幼少期は裸足で喧嘩三昧。思春期にはボーイハント。黒豆の味のファーストキッス。遠藤周作に怒鳴られる。辺見マリと間違えられてラジオ番組のレギュラーとなったことがきっかけで結婚。などハチャメチャなエピソードが満載です。
伊藤雅子「『主婦的話法』より」
次に人気だったのは、主婦の問題を中心に市民教育を推進した公務員のエッセイ。夫の転勤のため自身の人生設計を振り回される。夫の社会的地位で妻の格付けがされる。女性が小さな幸せをみつけて自分をなだめ、大事な問題から目をそらすことを処世術にしてしまったことを柔らかな筆致で鋭く指摘しています。
如月小春「二十六回目のバースデイ」
20代半ばの女性は華やかに見えるが、経済力は不安定、身分保障は曖昧、都市の消費文化の泡沫と浮遊し、ほどほどの結婚話にうなづく。1980年代日本の都市文化の中の女性の立場を浮き彫りにしたエッセイ。

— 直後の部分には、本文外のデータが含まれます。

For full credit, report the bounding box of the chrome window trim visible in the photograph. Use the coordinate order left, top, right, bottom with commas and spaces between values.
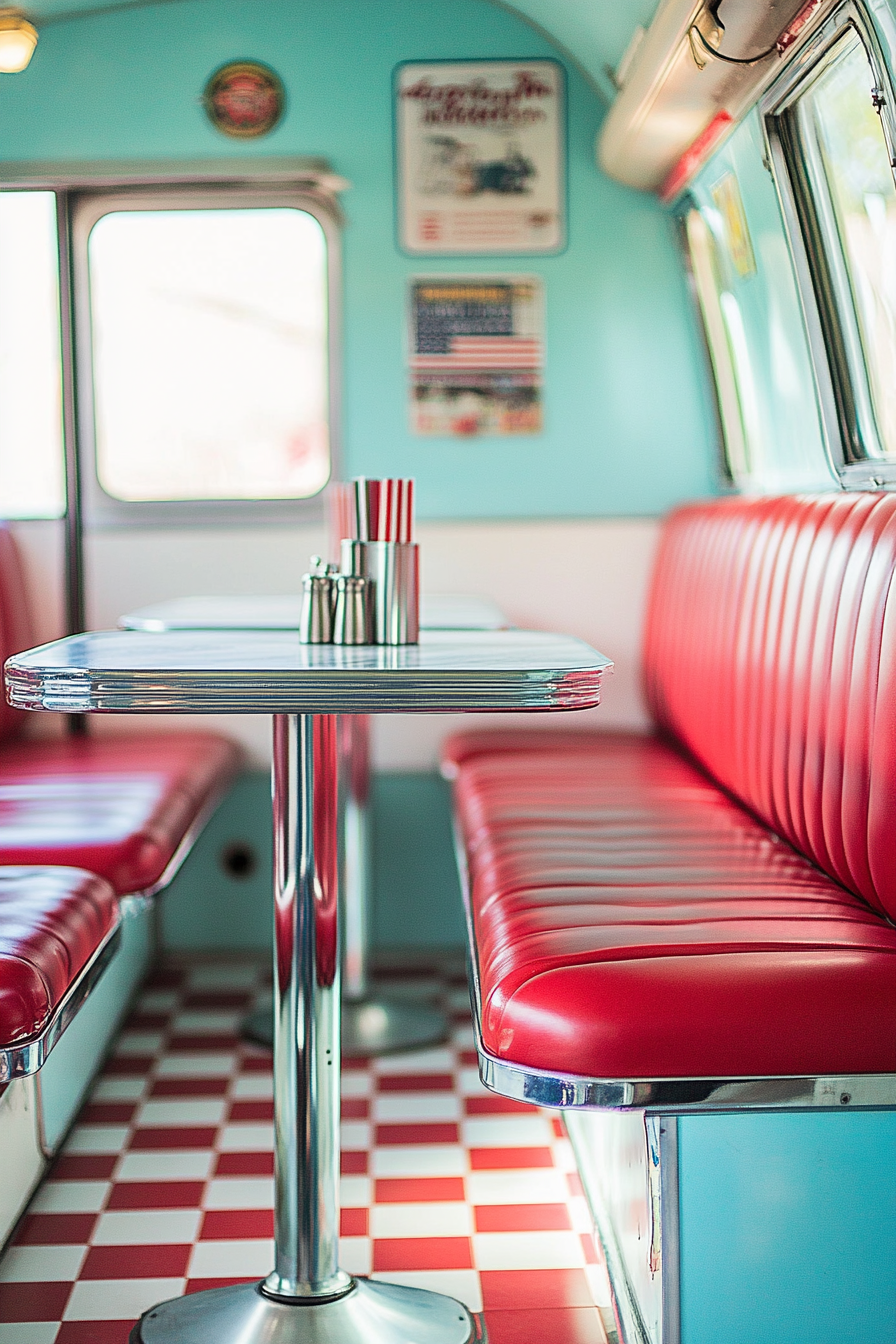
64, 177, 343, 530
451, 816, 896, 1116
759, 0, 896, 489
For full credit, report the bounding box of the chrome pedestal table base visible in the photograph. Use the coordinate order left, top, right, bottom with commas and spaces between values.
242, 714, 449, 1059
130, 714, 476, 1344
130, 1278, 476, 1344
242, 995, 449, 1059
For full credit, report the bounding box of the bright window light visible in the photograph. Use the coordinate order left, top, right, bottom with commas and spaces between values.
0, 191, 64, 517
89, 207, 329, 500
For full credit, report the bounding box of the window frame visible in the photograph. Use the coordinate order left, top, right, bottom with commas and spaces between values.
67, 180, 341, 530
760, 0, 896, 489
676, 204, 748, 491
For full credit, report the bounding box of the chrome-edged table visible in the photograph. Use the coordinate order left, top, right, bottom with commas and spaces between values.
118, 593, 510, 1059
118, 593, 509, 634
5, 630, 610, 1344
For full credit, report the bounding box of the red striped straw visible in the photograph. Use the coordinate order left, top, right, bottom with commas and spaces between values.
355, 476, 371, 542
382, 480, 395, 542
367, 481, 383, 542
395, 478, 407, 542
402, 477, 414, 542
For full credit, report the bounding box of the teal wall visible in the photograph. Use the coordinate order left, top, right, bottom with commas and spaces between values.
0, 0, 715, 517
160, 771, 465, 952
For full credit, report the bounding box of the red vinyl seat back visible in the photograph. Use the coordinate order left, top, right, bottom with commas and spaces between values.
645, 493, 896, 919
0, 523, 35, 742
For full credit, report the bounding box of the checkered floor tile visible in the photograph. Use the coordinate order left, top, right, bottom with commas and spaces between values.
0, 964, 610, 1344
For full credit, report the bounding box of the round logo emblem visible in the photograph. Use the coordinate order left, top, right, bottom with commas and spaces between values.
203, 60, 286, 138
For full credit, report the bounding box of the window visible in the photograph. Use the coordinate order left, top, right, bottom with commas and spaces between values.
0, 191, 64, 517
87, 207, 329, 501
772, 5, 896, 470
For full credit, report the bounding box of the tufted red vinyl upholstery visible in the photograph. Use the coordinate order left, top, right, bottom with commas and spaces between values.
446, 496, 896, 1078
645, 495, 896, 918
0, 524, 242, 895
0, 732, 240, 895
0, 523, 34, 742
0, 868, 118, 1048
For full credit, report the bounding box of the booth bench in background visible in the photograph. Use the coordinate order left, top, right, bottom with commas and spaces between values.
0, 527, 240, 1245
445, 495, 896, 1344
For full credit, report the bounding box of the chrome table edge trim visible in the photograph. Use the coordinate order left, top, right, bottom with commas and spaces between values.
453, 817, 896, 1116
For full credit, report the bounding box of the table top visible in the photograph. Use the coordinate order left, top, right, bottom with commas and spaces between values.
5, 630, 613, 714
118, 593, 510, 634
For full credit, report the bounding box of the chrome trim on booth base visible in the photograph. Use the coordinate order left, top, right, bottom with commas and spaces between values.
453, 818, 896, 1116
5, 630, 613, 714
0, 915, 122, 1086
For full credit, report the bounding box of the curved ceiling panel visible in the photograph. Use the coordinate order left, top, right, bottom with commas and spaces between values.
23, 0, 658, 94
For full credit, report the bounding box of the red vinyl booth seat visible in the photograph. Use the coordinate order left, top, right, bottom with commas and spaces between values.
445, 496, 896, 1079
0, 868, 118, 1048
0, 524, 242, 895
0, 732, 240, 896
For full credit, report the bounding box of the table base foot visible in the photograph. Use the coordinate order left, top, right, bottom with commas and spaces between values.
129, 1278, 477, 1344
242, 997, 449, 1059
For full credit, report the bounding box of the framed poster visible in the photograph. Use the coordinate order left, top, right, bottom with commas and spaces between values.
395, 60, 566, 255
410, 276, 544, 438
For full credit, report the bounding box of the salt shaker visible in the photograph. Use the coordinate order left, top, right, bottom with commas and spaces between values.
298, 555, 336, 644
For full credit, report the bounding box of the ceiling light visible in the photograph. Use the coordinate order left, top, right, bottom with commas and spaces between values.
0, 8, 38, 75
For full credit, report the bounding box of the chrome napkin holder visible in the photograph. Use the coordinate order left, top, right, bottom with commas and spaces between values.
300, 540, 420, 645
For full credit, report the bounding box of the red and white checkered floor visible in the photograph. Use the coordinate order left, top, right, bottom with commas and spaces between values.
0, 964, 611, 1344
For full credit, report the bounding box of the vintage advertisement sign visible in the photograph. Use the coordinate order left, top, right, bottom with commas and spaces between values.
395, 60, 566, 254
410, 276, 544, 438
203, 60, 286, 140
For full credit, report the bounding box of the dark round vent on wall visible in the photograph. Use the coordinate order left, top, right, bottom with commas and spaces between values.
220, 840, 258, 879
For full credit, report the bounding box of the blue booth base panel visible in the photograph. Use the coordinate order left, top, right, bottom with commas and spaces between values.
679, 1111, 896, 1344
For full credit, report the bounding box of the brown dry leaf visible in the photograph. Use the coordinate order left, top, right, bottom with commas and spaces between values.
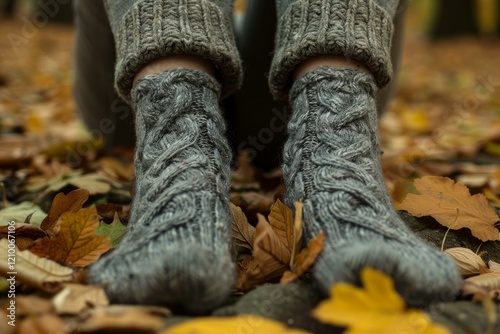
75, 305, 171, 333
444, 247, 486, 277
99, 157, 134, 182
268, 199, 295, 254
29, 206, 111, 267
237, 214, 291, 291
488, 260, 500, 271
18, 314, 67, 334
52, 284, 109, 315
0, 239, 74, 292
41, 189, 89, 236
229, 203, 255, 250
280, 232, 325, 284
290, 202, 304, 268
401, 176, 500, 241
466, 271, 500, 291
0, 223, 47, 250
16, 295, 54, 317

さすがに現在はエイジズムに対する見方も変わったかな、というご意見でした。
按田優子「『たすかる料理』より」
「自炊=自立」という主張は納得。社会人として初心に戻りました、とのご意見も。
熊井明子「幻の姉のように・・・」
「ひまわり」、「それいゆ」、「少女の友」などの少女雑誌への憧憬を書いたエッセイ。
10代の参加者からは、雑誌を交換し合って読む、という文化が想像し難い、というご意見。インターネット、サブスクが無く、コンテンツが貴重だった時代は、貸し借りのコミュニケーションがありましたね。

その後はフリー・ディスカッション
次のようなテーマやご意見が出ました。
冒頭2編は・・・
冒頭の2編、戸塚文子「『おんなのこ』論」、桐島洋子「ガールズ・ビ・アンビシャス!」の論調は攻撃的で、ちょっと怖かった、というご意見。
読み切れるかな、と不安を感じたが、その後のエッセイは多彩なテーマで、面白かった。
母と娘の関係
本書の収録エッセイには著者の母親のエピソードが頻発する。男性の執筆するエッセイでこれほど多く父親のエピソードは出ないように思う。娘の人生にとって母親はそれほど影響が大きいのだろうか。
ジェンダー規範の変化と世代の対応
現在50代以下の男性は、会社のコンプライアンス研修の影響で、(表面的には)ジェンダー規範に基づく行動を控える傾向がある。他方、60代後半以降の男性はそのような研修を受ける機会も無かったので、自律的に意識を変えようという努力がないと姿勢は変わらないのではないか。
読書会後は懇親会。
巻末解説に登場する弊店初代店長(青)さんが関西を離れることになったので、壮行会も兼ねたパーティーでした。